As summer approaches we are finally seeing a light at the end of the long pandemic tunnel. More than half of Canadians have had their first vaccination; the world-wide roll out continues; and the milestone of ‘herd immunity’ is on the horizon.
This term makes me ponder… how do our true herds cope with immunity and the threat of disease?
Dairy animals generally all live in herds. Health management practices therefore address the “all”, as it is not one animal, but many, that could potentially be exposed and infected with a particular pathogen.
Diseases primarily occur in a farm setting relative to three key elements. Their relationship is sometimes called the “infection triangle”. Each corner represents a factor: (1) environment (including farm management practices, incoming animals, etc.), (2) host (cow, goat or sheep’s immune system, affected by stress, malnutrition, etc.), and (3) pathogen (relative to species and based on region, etc.). All three need to be considered in maintaining the health of the herd.
Drawing up a vaccine program takes all the above into account. Some common diseases will likely be included in a baseline preventative plan, while those unlikely to be encountered may be on an as-needed basis.
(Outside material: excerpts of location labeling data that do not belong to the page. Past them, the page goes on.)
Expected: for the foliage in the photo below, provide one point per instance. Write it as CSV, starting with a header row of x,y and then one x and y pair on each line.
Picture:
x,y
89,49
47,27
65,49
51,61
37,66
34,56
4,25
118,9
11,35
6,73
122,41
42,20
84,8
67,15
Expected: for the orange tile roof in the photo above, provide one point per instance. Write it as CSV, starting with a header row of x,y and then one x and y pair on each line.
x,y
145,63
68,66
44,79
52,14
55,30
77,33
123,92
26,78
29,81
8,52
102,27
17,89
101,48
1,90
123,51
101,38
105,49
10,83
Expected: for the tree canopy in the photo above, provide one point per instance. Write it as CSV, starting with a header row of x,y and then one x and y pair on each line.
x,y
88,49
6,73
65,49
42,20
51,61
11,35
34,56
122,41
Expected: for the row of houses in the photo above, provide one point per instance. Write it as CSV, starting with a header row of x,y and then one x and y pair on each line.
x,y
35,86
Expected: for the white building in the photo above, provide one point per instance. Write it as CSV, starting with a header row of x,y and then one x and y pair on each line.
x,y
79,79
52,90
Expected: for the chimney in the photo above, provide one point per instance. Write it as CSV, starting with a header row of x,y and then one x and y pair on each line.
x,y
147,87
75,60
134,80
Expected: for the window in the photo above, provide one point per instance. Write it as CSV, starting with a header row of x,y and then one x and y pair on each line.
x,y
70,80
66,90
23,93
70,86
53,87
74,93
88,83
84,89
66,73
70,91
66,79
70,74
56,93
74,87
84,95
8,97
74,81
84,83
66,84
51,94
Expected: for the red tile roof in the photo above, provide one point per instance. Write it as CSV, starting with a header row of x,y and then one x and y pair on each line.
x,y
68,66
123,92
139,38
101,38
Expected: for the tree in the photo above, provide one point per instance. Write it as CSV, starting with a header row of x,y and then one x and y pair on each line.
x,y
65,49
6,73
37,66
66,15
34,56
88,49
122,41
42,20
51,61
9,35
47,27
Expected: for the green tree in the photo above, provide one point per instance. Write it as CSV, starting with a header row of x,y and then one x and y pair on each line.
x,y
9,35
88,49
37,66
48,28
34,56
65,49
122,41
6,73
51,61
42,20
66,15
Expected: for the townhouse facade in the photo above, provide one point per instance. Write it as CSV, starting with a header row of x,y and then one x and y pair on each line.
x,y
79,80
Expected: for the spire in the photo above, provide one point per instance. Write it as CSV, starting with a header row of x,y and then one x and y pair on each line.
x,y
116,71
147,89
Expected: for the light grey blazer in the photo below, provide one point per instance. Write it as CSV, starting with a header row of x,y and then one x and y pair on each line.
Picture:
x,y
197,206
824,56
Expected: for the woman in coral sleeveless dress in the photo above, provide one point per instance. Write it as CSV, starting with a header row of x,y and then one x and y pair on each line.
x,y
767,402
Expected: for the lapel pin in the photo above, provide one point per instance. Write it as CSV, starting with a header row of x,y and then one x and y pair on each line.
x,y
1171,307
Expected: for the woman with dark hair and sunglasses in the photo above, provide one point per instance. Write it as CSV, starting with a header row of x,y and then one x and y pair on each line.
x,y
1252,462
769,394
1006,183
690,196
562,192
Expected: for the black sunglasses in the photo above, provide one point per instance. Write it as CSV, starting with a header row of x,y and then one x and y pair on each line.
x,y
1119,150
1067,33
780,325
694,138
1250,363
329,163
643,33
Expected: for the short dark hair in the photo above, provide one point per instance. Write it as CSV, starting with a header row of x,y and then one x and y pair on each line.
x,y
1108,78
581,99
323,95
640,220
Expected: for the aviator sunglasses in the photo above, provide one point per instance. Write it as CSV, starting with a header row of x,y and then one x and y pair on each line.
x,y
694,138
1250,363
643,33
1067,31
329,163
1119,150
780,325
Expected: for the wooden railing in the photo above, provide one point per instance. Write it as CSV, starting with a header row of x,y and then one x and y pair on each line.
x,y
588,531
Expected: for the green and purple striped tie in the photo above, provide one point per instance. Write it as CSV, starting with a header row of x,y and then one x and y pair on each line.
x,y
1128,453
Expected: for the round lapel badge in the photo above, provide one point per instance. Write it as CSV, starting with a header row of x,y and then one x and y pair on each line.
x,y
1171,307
Funny… but there is an echo in all these findings to we humans. Even the veterinary post-vaccine advice states…”side effects may include soreness at the injection site, fever, reduced appetite”. I bet the animals would say they felt lousy too. And not sure if you know… Pfizer has been the world’s largest producer of veterinary medicine inclusive of vaccines! (Zoertis, a prior subsidiary of Pfizer, spun off to independent in 2012, and now holds the entire vet portfolio).
We cheer and applaud the end to this trying time and are happy to see our customers uplifted by their first covid shot. So far we hear about a 50 / 30 / 20 split in the big name providers. But for all intense purposes for this blog, and the herds we represent… we say yay for “Team Pfizer” !!